By definition, those with DLB or PDD are cognitively impaired. The degree of cognitive impairment is highly variable; some people remain relatively compensated and stable for years. For others, confusion impairs even the simplest of activities. Unlike Alzheimer’s disease, in which dementia occurs in isolation, DLB and PDD are often associated with other problems: gait and balance dysfunction; impairment of hand dexterity; the bowel, bladder, and blood pressure problems of dysautonomia. The challenges to not only the affected person, but also the spouse or partner and family can be substantial. Caregivers may have many responsibilities, and restructured lives become the rule. These issues are so variable that a one-size-fits-all approach is not realistic. Once DLB or PDD has been diagnosed, it is wise for the spouse, partner, or family to discuss with the affected patient whether revisions in decision-making should be addressed. Occasional people with DLB or PDD have relatively limited cognitive problems, and for these individuals perhaps no major changes in the family business or finances are necessary. However, this issue should still be discussed. Investments, taxes, and bill-paying may need to be switched to another family member or spouse. A family business may need new leadership. In some cases, leadership positions may be retained, but with an advisor who reviews all important decisions.
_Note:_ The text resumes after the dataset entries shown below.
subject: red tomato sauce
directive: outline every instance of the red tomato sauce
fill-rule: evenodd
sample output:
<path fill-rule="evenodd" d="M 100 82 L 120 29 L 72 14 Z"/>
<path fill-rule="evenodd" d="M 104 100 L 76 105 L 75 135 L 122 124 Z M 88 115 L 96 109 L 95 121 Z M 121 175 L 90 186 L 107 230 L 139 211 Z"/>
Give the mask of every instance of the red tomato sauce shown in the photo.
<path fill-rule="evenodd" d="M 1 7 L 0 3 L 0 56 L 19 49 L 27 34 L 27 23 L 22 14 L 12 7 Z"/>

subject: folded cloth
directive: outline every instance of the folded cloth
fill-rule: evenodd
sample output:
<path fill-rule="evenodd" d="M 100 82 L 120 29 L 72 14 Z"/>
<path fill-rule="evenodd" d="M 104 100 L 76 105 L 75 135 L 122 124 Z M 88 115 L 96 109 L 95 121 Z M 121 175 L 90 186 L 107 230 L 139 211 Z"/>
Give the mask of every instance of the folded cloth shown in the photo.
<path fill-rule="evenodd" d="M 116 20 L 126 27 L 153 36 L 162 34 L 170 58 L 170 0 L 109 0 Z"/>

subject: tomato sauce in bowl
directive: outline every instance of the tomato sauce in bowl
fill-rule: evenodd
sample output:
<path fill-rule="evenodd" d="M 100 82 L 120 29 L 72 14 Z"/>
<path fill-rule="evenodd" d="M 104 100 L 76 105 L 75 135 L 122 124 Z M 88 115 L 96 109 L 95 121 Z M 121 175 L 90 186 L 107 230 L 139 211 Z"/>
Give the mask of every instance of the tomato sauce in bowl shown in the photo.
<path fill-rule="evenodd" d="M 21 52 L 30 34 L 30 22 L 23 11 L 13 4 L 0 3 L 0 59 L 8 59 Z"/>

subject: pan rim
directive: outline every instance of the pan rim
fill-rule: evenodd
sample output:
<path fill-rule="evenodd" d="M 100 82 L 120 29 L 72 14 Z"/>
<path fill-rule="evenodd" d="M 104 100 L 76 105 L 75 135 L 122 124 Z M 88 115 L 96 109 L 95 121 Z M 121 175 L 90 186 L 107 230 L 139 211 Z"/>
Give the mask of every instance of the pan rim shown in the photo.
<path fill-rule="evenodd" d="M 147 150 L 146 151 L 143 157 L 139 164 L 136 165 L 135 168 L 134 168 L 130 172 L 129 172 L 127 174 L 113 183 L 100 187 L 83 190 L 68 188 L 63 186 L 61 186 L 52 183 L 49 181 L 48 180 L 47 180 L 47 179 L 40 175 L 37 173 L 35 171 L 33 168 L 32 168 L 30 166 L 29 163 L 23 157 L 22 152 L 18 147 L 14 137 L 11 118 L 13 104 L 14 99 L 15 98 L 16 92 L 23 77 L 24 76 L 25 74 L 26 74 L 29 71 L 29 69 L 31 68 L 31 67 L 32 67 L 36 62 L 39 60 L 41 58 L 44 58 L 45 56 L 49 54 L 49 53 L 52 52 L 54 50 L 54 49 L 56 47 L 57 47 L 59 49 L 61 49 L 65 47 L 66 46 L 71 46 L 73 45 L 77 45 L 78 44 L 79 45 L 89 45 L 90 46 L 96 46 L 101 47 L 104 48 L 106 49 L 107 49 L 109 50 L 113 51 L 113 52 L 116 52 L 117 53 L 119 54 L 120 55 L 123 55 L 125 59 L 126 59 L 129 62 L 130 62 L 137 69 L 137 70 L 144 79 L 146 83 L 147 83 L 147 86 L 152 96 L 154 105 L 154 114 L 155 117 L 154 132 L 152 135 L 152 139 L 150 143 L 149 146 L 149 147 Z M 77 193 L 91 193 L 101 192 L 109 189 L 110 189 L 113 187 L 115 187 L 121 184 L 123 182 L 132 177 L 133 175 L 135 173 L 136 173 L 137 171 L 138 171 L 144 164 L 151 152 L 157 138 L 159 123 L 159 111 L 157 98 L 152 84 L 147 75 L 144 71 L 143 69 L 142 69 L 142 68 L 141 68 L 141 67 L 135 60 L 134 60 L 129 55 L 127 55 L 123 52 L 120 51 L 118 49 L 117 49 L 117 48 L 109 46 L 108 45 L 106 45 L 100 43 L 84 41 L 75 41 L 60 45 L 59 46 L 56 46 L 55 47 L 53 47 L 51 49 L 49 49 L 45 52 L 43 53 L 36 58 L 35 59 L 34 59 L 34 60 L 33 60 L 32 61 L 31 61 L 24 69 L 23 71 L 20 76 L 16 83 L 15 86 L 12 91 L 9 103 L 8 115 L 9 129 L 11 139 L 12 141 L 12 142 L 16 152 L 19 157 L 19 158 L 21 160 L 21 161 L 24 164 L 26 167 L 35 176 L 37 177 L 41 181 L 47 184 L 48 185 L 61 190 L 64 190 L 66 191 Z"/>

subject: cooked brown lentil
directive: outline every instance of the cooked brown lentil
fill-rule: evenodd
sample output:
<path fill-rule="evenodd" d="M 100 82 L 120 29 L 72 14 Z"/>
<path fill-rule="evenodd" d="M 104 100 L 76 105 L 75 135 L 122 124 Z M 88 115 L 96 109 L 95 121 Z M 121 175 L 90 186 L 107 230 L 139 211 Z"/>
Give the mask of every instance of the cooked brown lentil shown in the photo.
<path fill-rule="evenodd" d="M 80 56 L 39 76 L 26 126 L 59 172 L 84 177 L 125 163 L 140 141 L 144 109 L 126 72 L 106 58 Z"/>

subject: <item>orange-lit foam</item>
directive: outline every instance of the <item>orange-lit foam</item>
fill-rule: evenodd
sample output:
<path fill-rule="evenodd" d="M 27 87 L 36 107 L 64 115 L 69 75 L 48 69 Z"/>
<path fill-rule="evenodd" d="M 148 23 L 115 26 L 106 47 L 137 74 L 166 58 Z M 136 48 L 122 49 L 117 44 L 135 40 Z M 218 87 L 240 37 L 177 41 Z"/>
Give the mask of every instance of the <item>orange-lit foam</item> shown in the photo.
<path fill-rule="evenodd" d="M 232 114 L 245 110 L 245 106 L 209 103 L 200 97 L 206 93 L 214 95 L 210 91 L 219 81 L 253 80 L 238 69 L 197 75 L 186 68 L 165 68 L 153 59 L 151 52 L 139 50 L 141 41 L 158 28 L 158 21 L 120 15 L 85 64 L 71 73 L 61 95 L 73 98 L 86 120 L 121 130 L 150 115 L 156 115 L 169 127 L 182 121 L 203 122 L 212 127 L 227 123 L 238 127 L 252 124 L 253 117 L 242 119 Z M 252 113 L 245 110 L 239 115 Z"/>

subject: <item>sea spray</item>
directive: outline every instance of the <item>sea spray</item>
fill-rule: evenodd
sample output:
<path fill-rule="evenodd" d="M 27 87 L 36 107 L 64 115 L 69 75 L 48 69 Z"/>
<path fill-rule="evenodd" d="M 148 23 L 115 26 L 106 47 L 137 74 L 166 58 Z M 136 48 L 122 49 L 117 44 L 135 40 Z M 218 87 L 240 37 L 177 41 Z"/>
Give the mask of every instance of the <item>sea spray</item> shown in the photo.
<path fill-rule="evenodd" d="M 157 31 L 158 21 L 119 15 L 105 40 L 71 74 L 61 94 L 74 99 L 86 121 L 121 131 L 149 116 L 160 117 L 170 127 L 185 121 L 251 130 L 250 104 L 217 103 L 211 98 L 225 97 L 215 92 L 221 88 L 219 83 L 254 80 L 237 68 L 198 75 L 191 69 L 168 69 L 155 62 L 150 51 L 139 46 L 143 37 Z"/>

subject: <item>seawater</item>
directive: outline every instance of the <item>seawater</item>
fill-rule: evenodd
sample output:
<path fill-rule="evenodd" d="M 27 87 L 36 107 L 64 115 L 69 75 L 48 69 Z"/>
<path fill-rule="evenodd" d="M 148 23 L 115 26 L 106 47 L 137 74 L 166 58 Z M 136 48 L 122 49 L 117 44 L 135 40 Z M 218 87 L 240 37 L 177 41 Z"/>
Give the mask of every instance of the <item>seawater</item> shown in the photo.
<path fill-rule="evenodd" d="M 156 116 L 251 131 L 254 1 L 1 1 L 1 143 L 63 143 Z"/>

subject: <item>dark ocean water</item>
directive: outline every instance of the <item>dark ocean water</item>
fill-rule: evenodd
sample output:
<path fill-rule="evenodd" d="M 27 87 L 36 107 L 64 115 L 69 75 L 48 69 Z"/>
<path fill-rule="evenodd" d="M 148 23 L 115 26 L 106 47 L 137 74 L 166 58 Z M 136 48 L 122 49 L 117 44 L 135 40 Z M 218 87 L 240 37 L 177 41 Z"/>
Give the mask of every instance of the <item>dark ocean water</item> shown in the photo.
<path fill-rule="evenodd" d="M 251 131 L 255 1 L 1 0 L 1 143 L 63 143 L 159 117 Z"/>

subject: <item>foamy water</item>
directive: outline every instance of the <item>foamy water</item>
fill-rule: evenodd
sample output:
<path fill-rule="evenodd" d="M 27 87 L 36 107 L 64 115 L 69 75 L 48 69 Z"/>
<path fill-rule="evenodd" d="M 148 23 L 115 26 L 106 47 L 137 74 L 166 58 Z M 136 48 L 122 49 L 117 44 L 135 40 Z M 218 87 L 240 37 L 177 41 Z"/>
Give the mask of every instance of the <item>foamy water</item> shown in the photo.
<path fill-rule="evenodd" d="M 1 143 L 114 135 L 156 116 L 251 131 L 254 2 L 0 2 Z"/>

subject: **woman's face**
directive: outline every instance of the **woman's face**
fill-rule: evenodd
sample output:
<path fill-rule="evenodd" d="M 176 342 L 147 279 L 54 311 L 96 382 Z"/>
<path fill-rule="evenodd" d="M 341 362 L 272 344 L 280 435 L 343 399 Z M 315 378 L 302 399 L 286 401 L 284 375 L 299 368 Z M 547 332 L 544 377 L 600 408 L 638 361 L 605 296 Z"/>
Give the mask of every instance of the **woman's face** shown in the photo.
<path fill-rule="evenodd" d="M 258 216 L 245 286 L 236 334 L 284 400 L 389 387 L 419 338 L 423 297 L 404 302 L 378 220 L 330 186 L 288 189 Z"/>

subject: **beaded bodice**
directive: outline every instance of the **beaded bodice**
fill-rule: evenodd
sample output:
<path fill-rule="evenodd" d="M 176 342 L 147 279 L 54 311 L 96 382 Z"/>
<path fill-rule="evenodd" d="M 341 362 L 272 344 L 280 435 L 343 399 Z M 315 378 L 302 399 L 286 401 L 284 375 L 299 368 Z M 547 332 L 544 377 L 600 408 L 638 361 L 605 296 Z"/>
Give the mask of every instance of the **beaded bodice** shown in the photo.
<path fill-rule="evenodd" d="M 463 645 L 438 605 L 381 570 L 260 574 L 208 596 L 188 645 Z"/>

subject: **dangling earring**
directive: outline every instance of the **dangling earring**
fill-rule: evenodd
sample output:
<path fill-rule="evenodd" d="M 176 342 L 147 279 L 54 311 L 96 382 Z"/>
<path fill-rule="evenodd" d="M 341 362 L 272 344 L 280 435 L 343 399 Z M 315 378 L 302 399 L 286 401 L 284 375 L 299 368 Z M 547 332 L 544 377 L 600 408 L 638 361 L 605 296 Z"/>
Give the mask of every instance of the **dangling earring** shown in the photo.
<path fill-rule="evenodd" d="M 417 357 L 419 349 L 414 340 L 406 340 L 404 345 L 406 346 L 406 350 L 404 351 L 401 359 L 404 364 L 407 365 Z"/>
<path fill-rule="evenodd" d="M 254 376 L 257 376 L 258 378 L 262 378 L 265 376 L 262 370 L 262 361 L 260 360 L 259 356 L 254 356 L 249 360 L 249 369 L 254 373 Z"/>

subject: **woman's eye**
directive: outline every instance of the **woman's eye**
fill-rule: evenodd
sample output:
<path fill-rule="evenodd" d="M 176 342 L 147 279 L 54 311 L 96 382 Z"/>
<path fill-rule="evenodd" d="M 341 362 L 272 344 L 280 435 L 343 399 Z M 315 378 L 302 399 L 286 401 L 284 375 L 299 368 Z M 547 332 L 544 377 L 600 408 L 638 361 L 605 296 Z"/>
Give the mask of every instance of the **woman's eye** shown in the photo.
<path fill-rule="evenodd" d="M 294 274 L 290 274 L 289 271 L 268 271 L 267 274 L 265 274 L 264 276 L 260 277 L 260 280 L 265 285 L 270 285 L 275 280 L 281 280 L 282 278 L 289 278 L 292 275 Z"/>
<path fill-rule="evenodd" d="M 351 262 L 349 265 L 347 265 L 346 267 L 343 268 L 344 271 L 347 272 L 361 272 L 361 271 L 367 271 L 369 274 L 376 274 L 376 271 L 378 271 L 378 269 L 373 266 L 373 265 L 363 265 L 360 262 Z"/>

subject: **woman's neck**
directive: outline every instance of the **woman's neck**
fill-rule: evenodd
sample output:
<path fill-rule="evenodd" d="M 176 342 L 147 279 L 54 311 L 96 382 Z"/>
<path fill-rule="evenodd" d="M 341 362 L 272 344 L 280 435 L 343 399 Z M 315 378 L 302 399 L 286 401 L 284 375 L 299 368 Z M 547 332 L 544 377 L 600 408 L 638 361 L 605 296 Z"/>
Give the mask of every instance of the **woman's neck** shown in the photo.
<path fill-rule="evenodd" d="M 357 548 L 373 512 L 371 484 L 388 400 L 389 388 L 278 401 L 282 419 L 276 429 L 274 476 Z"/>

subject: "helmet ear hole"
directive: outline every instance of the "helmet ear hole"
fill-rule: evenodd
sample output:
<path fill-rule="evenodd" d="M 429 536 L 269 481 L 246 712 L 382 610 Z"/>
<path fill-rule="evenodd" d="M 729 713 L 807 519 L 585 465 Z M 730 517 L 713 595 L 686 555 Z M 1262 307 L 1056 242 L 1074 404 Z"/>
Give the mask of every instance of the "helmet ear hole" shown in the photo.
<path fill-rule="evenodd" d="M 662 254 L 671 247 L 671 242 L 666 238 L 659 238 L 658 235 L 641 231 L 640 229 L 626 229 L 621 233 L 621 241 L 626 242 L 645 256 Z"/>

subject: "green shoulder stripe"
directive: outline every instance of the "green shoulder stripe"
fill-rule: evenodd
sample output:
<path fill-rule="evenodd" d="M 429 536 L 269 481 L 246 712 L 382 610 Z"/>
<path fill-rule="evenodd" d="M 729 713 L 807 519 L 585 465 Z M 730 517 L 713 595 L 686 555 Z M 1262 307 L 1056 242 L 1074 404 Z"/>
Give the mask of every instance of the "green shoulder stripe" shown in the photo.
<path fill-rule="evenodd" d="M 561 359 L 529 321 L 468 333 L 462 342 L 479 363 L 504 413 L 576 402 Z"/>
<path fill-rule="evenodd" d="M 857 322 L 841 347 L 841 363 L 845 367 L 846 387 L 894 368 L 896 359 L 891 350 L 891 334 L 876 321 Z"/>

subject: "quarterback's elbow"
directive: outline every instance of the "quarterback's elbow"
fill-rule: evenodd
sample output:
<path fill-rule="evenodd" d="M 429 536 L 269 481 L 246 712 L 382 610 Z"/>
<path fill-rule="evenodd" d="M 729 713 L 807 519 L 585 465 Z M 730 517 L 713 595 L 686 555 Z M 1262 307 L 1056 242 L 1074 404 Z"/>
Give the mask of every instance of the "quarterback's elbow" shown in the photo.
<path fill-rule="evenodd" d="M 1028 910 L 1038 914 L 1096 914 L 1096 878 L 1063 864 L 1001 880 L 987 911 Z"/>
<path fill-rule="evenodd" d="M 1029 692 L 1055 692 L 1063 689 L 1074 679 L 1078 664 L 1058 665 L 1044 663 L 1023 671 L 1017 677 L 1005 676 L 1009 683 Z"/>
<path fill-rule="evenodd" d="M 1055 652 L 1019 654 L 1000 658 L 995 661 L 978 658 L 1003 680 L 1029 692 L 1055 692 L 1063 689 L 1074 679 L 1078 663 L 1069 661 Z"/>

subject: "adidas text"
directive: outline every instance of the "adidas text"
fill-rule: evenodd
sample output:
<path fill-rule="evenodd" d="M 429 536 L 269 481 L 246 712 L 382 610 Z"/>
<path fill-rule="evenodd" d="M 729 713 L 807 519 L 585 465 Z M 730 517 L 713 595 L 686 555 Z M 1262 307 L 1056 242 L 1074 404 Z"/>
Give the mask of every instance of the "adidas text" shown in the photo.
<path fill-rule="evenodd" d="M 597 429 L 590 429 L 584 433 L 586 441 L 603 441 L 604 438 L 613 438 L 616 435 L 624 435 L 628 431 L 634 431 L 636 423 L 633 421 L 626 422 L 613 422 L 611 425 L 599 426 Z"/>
When there is uncertainty, formal cognitive testing may provide important insight. Psychologists typically offer psychometric testing, assessing various aspects of cognition. The interpretation of these findings can be translated into implications for decision-making. One of the most disabling restrictions placed on someone in our society is the removal of driving privileges. Communities are no longer structured where one can simply walk to the store, church, or synagogue. In the setting of DLB or PDD, however, driving restrictions or limitations may be appropriate. At least the possibility should be discussed. Driving may be compromised by both cognitive impairment and parkinsonism. Usually it is the cognitive problems that are the greater threat to the driver and public safety.